Die Dekoration des ersten Aufzuges.

Es treten rechts oben ein: Theodor im Frack, mit einem großen Servierbrett, worauf Gläser, Karaffen und silbernes Eßbesteck, der Gärtner in grauer Jägerlivree, mit einem gleichen Brett, worauf die Teller und im anderen Teil das Besteck, dann Hermine, schwarz angezogen mit weißem Häubchen, weißer Schürze und weißen Handschuhen, mit einem gleichen Brett, worauf die Tischwäsche. Sie stellen ab und ordnen auf zwei Kommoden links und rechts von der Glastür, die als Anrichte dienen. Hermine nimmt das Tischtuch, geht durch die Glastür und beginnt einen Tisch für sechs zu decken, der in der Terrasse mittelst, auch in der Mittelachse des Zimmers steht.

Theodor Rasch, rasch, beeilen Sie sich! Es muß schnell serviert und gegessen werden, denn dann erfolgt Abreise, schnelle Abreise, sehr schnelle Abreise!

Gärtner Seit wann wird denn jetzt auf der Terrasse serviert statt im Speisezimmer? Das ist ganz was Neues! Ab.

Theodor Erstens ist dies nichts Neues, sondern ganz was Altes und das geht Sie einen Schmarrn an! Zu Hermine Und weißt du, wo ich dir heut Nacht dein Zimmer anweisen werde? Da droben! Er zeigt senkrecht nach oben Da, wo wir diese Melanie ausquartiert haben, da wirst du dich hinaufbegeben und ich werde diesen Weg – er zeigt wie ein Seiltänzer, der balanciert dort über schwindlichem Dach werde ich zu dir kommen, dir einen kleinen Besuch machen, verstanden?!

Hermine Maria! Da droben schläft doch der Herr Baron! Der hört doch alles!

Theodor Gerade durch sein Zimmer werde ich meinen Weg nehmen und ihn werde ich heut anderswo einquartieren. So hab ich mir schon überlegt.

Hermine Was Sie zusammenreden!

Theodor galant und scherzhaft Was unterstehst du dich?! Mir scheint, du hast dich schon zu lange nicht vor mir gefürchtet!

Hermine lacht.

Theodor Zuckst du?! Na wart! Dir muß ich den Herrn zeigen! Du wirst mich heut in der neuen Bluse empfangen als Zeichen, daß du dich vor mir fürchtest!

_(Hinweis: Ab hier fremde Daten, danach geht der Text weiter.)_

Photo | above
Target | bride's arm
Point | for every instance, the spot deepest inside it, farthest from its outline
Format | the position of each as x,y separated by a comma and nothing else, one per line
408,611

Hermine Das werden wir sehen!

Theodor zärtlich Oh, du lachst! Mir scheint, da habe ich eine boshafte Schlange an meinem Busen aufgewärmt!

Baronin von oben rechts Theodor, haben Sie eine Ahnung, wo ich mein Lorgnon liegen lassen habe?

Theodor von oben rechts, eilt hin, nimmt das Lorgnon von einem Möbel und überreicht es.

Baronin sehr huldvoll und aufgeheitert Was sagen Sie dazu, Theodor, daß jetzt beide Damen auf einmal abreisen müssen! Das ist doch eine außerordentliche Überraschung!

Theodor mit einer Miene, die alles sagt und doch nichts preisgibt Ich danke untertänigst für gnädige Anerkennung.

Baronin mit einer leisen Spur von Einverständnis Ich habe ja nichts gesagt!

Theodor Haben allergnädigst zu erkennen gegeben.

General tritt links vorne ein, zuerst schüchtern durch die halb geöffnete Tür spähend. Theodor entfernt sich schnell durch die Glastür, die er hinter sich schließt.

2. Szene

Baronin wie sie den General sieht, nickt ihm in guter Laune zu, indem sie mit dem Kopf hinter sich auf Theodor deutet Er bleibt. Er hat aus freien Stücken seine Kündigung zurückgenommen. Heute ist er wieder ganz der alte Theodor! Haben Sie seinen Gang bemerkt?

General Das ist der gewisse Gang, den er hat, wenn er mit sich zufrieden ist. Darin liegt ja ein förmlicher Krampf von Hochmut!

Baronin gegen die Bank hin Eben. In diesem Augenblick habe ich sofort etwas mit ihm abgemacht. Sie wissen, daß mein Mann, zu der Zeit wie er noch Militärattaché in Konstantinopel war, den Theodor überall hin mitgenommen hat, nach Smyrna, nach Damaskus, ich weiß nicht, wohin noch!

General erschrocken Amelie! Sie wollen wieder reisen?

Baronin Das glaub ich! und nicht mit einer idiotischen Jungfer, der ich auf allen Perrons das Handgepäck nachtragen muß und wenn sie seekrank wird, den Kopf halten muß. Der Theodor ist ein idealer Reisemarschall, er kennt sich überall aus!

General Amelie, ich habe es geahnt, daß Sie wieder reisen wollen –

Baronin Ich bin es satt, unter diesem ewigen Regenhimmel Neuralgien zu haben! Ich will noch einmal unter dieser goldenen Luft in einem hellen Kleid auf einer Hotelterrasse sitzen und Minaretts vor mir sehen!

General Sie werden zwei, drei Monate wegbleiben?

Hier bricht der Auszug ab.